Some feedback
- The outer
test appears to be trying to free all garbage (including the last run’s result) between runs for fresh starts. The MATLAB version’s clear y wouldn’t trigger the GC to immediately free the last result, so the Julia translation is doing something extra. It’s better to use a benchmarking library like BenchmarkTools.jl than trying to make your own; @benchmark test2(10, 10) samples=100 more or less does your benchmark with extra statistics, and the returned object holds the raw timings in the .times field.
test1 seems mostly fine. I’m pretty sure stack is doing the best-case I mentioned, though I can’t rule out some more efficient way of doing it. The allocated memory (we don’t call it workspace, and that’s not what it means in MATLAB either) is roughly twice the array size because you allocated the separate row vectors before allocating and copying to the result matrix. It’s possible to avoid allocating those row vectors separately by using StaticArrays.SVectors instead, but the current implementation is generally slower than Vector at larger sizes.

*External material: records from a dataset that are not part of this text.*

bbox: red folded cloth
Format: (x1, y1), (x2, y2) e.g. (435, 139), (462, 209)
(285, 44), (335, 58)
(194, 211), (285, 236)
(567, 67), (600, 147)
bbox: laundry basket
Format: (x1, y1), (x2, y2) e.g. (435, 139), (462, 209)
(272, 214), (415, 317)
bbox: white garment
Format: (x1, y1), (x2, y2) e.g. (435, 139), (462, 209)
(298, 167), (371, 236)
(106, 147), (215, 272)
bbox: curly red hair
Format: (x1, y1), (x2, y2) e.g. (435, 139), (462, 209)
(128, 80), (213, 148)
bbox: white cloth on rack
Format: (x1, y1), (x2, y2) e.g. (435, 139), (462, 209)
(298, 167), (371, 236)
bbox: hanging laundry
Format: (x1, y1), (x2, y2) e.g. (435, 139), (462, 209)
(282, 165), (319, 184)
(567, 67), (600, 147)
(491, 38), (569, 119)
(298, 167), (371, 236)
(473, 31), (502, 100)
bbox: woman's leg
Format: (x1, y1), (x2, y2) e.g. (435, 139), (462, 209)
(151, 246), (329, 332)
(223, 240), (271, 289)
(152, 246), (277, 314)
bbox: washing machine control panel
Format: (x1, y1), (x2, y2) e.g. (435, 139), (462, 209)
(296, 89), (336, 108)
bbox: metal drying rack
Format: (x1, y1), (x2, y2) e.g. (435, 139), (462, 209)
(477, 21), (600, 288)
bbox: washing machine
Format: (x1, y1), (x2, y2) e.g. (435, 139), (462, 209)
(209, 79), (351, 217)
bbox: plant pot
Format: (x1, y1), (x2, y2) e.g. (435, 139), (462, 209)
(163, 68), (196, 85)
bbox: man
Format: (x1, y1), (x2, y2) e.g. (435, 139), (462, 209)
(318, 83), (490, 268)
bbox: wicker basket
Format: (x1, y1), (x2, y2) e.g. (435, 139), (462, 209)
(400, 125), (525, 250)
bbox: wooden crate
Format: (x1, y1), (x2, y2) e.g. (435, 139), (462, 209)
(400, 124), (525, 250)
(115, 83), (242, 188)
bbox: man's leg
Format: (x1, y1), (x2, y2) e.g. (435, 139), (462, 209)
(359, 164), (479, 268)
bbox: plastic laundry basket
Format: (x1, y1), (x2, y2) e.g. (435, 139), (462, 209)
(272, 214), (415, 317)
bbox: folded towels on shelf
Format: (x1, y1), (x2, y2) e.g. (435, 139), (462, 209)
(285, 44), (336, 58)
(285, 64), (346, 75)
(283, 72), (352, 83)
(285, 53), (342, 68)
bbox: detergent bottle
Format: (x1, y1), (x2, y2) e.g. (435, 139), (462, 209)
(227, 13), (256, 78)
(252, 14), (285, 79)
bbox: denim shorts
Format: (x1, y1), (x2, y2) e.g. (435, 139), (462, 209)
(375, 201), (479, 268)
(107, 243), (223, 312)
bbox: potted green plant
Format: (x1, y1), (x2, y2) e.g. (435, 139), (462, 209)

test2 allocates a separate vector per iteration at col = i .+ v, which doubles the allocated memory like test1 does. It also essentially wastes your preallocation because you don’t directly write the results of the computation to the space in the matrix. x[i,:] .= i .+ v as mentioned above works, and calling that test3, we see a massive improvement:
julia> @time test2(1_000_000, 100);
0.659842 seconds (2.00 M allocations: 1.609 GiB, 27.25% gc time)
julia> @time test3(1_000_000, 100);
0.247804 seconds (5 allocations: 762.940 MiB, 0.84% gc time)
julia> all(test2(1_000_000, 100) .== test3(1_000_000, 100))
true
Note that writing to a manual preallocation applies just as much to MATLAB, it could just look different because MATLAB does in-place writes and JIT optimizations in its own way. I’d hazard a guess that your MATLAB test2 is actually doing the equivalent of test3 roughly based on the timings, but I don’t really have a clue.
Improving test1 is trickier than it looks. We could reduce the number of allocations by directly appending elements to a vector instead of pushing vectors to a vector, then we can avoid the last matrix allocation with lazy wrappers (the cost is indexing needs more work).
julia> function test4(r,c)
x = Int64[]
v = collect(Int64(2): 2: Int64(2c))
lengthv = length(v)
# note that column-major Vector is treated as a column vector
for i in Int64(1): Int64(r)
resize!(x, length(x) + lengthv)
x[end - (lengthv-1):end] .= i .+ v
end
# view needed for laziness (no allocation)
# reshape to column-major horizontal stack of columns
# transpose to vertical stack of rows
transpose(reshape(view(x, :), c, r))
end
test4 (generic function with 1 method)
julia> all(test1(1_000_000, 100) .== test4(1_000_000, 100))
true
julia> @time test1(1_000_000, 100);
1.068569 seconds (2.00 M allocations: 1.626 GiB, 42.75% gc time)
julia> @time test4(1_000_000, 100);
0.810941 seconds (44 allocations: 2.965 GiB, 40.79% gc time)
While it saved a bit of time, it actually allocated more because the massive vector needed to be resized to hold more elements. test1 resized its vector of vectors too, but it’s a much shorter vector of smaller pointers with the actual data scattered elsewhere. Preallocation really helps, there’s no getting around that.
Speaking more broadly, 7.45 GiB for a single output matrix is really pushing 16 GiB of RAM. Reconsider how much of this matrix you need in RAM at a time, and note that you have much more storage to hold the rest.